L'observation, même rapide, des résultats du premier tour des élections législatives, et leur comparaison avec ceux de l'élection présidentielle, conduit à un bilan pour le moins mitigé de cette tactique.

En effet, si on mesure la droitisation locale de l'UMP à l'aune du nombre de députés membres de la Droite populaire, on constate que là où l'UMP est la plus droitière (?), le FN résiste le mieux aux législatives, comparativement au score de Marine Le Pen au premier tour de l'élection présidentielle. Ainsi, dans le Gard, le Vaucluse, le Var, les Bouches-du-Rhône, le Rhône, les Pyrénées-Orientales, les Yvelines ou encore l'Hérault, qui concentrent la moitié des députés de la Droite populaire, le Front national ne perd en moyenne qu'un tiers de ses voix entre le 22 avril et le 10 juin (contre plus de la moitié ailleurs).
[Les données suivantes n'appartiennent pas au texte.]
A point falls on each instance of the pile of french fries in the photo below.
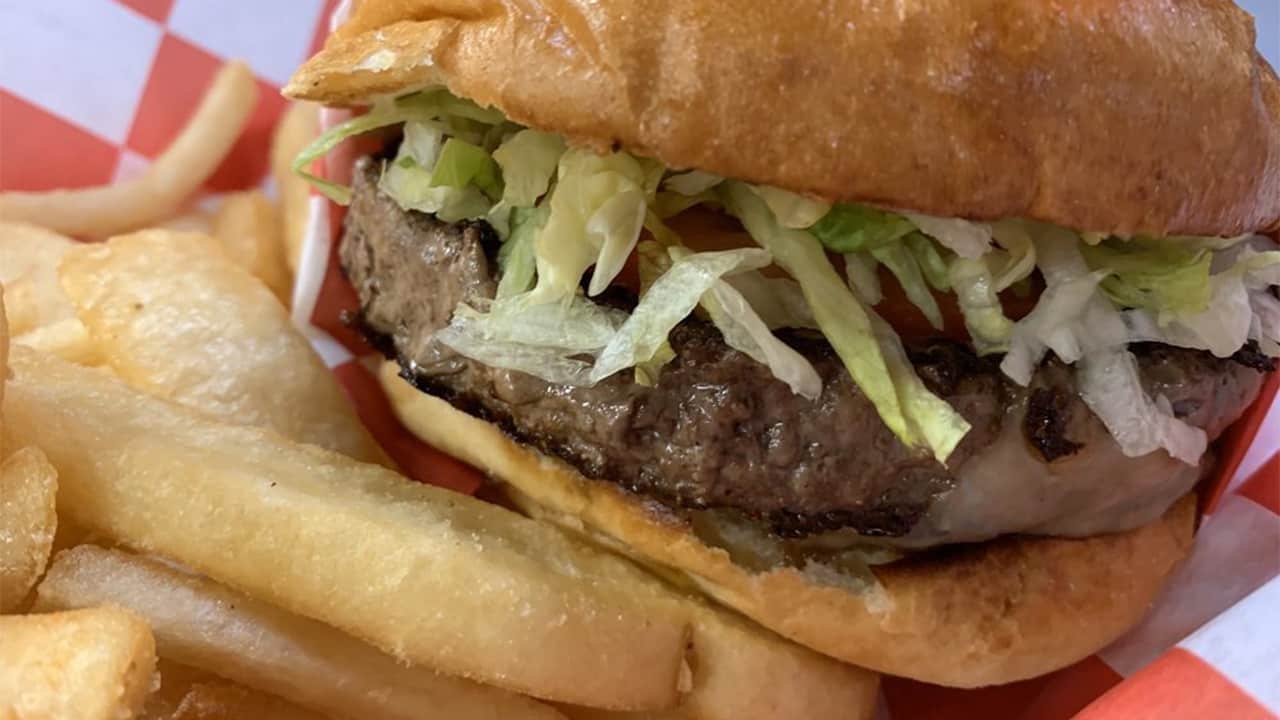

Et dans ces mêmes départements, la droite (UMP plus Nouveau centre) recule légèrement plus qu'en moyenne nationale par rapport au vote Sarkozy au premier tour de l'élection présidentielle. Le Front national résiste donc mieux aux élections législatives lorsque l'UMP locale est très à droite, sans que cette dernière ne progresse - et ce, indépendamment du niveau respectifs de l'UMP et du FN lors de l'élection présidentielle.

La tactique de la Droite populaire n'est pas nécessairement la (seule) cause de ces résultats. Et elle en est peut-être aussi, partiellement, la résultante. Mais, à tout le moins, force est de constater que ce positionnement droitier ne porte guère ses fruits. Au contraire, il se retourne souvent contre ses tenants : les candidats du Front national peuvent se maintenir au second tour dans de très nombreuses circonscriptions du Sud - bien plus que dans une région comme la Picardie, par exemple, où Marine Le Pen réalisa pourtant son meilleur score national à l'élection présidentielle. Jean-Michel Ferrand est ainsi en difficulté face à Marion Le Pen ; Richard Mallié, Eric Diard et d'autres font face à des triangulaires qui pourraient leur coûter leur mandat ; Valérie Boyer échappe, de très peu, à une triangulaire. Dans l'Oise, Jean-François Mancel, qui n'est pas membre de la Droite populaire, mais qui fut l'un des premiers à prôner l'alliance du RPR avec le FN, fait également face à une triangulaire défavorable. Roland Chassain, qui n'est pas non plus membre de la Droite populaire mais qui avait choisi une tactique similaire de rapprochement du Front national, a été contraint de se désister en faveur du FN après avoir perdu une primaire des droites qu'il a, au final, organisée lui-même. D'autres candidats, pourtant implantés dans des circonscriptions où le FN réalise des scores modérés, se sont affaiblis en affichant leur positionnement droitier, à l'image de Maryse Joissains, arrivée derrière le candidat socialiste dans une circonscription pourtant sociologiquement et politiquement fortement ancrée à droite.

Au final, la droitisation de l'UMP impulsée par la Droite populaire (et largement relayée par un grand nombre de dirigeants de l'UMP) conduit à légitimer le Front national, à l'installer dans le paysage politique, et plus largement à redéfinir l'agenda politique autour des thèmes et des thèses qu'il porte. En voulant à court terme sauver leur siège - avec le succès que l'on voit -, ces élus creusent leur tombe à moyen terme, en mettant en place, en complicité objective avec le Front national, un piège dont ils ne pourront plus se tirer. La seule issue sera alors - à l'horizon 2014 ? - des alliances en bonne et due forme, dont il n'est pas certain que la droite non frontiste sortira toujours gagnante, comme l'exemple de l'évolution de la droite italienne ces dix dernières années l'a montré. Tel n'est sans doute pas l'objectif stratégique recherché par la plupart des membres de la Droite populaire. Mais, du fait de calculs dont la simple observation empirique démontre qu'ils sont erronés, et parce qu'ils auront perdu de vue la stratégie au profit de la tactique, le risque est grand qu'ils deviennent les idiots utiles de Marine Le Pen et Patrick Buisson.